Xinjiang/ La stampa cinese sui fatti: “cronaca ad alta voce” (高调报道)

In by Simone

La stampa cinese, solitamente attenta a non dare troppo risalto ai disordini sociali e politici che esplodono di volta in volta, in varie parti del paese, questa volta sembra ben determinata ad affrontare la questione dello Xinjiang.
L’approccio si basa sul fatto che si tratta di musulmani, nemico mondiale numero uno, e non di monaci buddhisti che richiamano nelle strade delle capitali mondiali orde di indignati sedicenti pacifisti.
In questa occasione si può chiaramente notare un atteggiamento diverso da parte degli organi di informazione. Per usare un’espressione cara ai cinesi, si può dire che si è passati da una “cronaca a bassa voce” ( 低调报道 ) ad una “cronaca ad alta voce”( 高调报道 ).

Le televisioni ed i giornali dedicano quotidianamente ampio spazio alla questione, forti di poter sostenere una tesi che sembra accontenti non solo l’opinione pubblica nazionale ma anche quella internazionale. I fatti si sono svolti così: gli incidenti sono stati organizzati dalle “tre forze” del terrorismo, del separatismo e dell’estremismo in patria e all’estero, le quali hanno scatenato una vera e propria rivolta violenta non solo ai danni della popolazione han (汉族, la maggioritaria nel territorio cinese), ma anche di altri gruppi etnici, segno evidente che la manifestazione della notte del 4 non ha nessun legame con i fatti di cronaca che hanno visto due uiguri uccisi durante degli scontri nella provincia del Guangdong, ma che invece dimostra come lo scopo dei rivoltosi fosse quello di gettare nel caos la regione per favorire gli interessi di gruppi terroristi e separatisti.

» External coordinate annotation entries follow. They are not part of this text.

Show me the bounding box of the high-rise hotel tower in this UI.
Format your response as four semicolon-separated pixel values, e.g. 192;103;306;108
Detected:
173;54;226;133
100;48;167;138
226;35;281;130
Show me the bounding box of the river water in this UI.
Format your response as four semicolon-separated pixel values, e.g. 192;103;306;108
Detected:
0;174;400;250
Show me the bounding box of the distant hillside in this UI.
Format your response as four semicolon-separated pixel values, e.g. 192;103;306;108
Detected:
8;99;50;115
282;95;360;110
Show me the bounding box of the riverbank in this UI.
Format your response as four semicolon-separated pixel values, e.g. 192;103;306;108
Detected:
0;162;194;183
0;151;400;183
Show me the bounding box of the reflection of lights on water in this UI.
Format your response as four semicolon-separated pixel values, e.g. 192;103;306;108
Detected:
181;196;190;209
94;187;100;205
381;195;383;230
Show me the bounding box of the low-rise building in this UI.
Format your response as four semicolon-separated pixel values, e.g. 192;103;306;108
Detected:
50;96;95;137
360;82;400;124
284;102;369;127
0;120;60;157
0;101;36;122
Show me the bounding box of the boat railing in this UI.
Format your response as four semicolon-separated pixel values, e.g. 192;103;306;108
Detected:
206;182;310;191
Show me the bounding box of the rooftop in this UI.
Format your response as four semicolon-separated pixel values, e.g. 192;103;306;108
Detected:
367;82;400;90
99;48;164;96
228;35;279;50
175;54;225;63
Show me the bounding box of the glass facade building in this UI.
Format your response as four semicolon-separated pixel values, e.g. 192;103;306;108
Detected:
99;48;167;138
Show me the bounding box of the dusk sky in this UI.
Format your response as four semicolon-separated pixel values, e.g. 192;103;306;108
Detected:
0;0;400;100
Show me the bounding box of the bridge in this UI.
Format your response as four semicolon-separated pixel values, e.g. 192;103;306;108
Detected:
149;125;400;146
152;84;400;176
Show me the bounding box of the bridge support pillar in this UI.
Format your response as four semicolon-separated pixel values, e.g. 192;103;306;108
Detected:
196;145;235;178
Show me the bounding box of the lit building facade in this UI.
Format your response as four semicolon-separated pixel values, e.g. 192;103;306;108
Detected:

Il governo, impegnato nella tutela della stabilità della popolazione intera, senza alcuna discriminazione etnica, ha il pieno diritto ad utilizzare il pugno di ferro per reprimere queste azioni destabilizzanti che minano l’armonioso sviluppo della regione.

Il presidente Hu Jintao, il cui rientro anticipato in patria viene apertamente giustificato con gli incidenti di Urumqi, nella riunione del Comitato Permanente dell’Ufficio Politico del Comitato Centrale, convocata ieri per affrontare il problema dello Xinjiang, ha dichiarato che i responsabili saranno puniti severamente secondo quanto stabilito dalle leggi cinesi, ed una campagna di educazione sarà lanciata per riportare l’unità nell’area.

Intanto i primi provvedimenti presi dalle autorità, ultimo tra i quali lo stanziamento di 200mila yuan (poco meno di 20mila euro) per i famigliari delle vittime, più 10mila (circa mille euro) per le spese dei funerali, hanno già dato i loro frutti, e i media si riempiono di servizi che mostrano come la situazione sia tornata sotto controllo, e la vita abbia ripreso la sua quotidianità. Immagini di affollati mercati, centri commerciali riaperti e testimonianze della popolazione locale che si augura un ritorno alla piena normalità il più presto possibile vengono trasmesse continuamente.

L’atteggiamento di apparente apertura della stampa non è dovuto esclusivamente al fatto che la comunità internazionale impegnata nella lotta al terrorismo islamico non abbia la legittimità ad intervenire nella questione, ma trova le sue ragioni anche nella politica interna. Di fronte a quella che è stata la più grande rivolta dalla fondazione della Repubblica Popolare, il governo deve dimostrare di essere capace di mantenere la stabilità, essenziale alla crescita economica e alla vita stessa del Partito. Così diventa necessario per la leadership mostrare alla popolazione la propria determinazione, per scoraggiare il ripetersi di azioni simili, ma anche per convincere la popolazione dei benefici della politica di Pechino. Lo sviluppo ha bisogno di armonia, ed il PCC è l’unico a poterla garantire.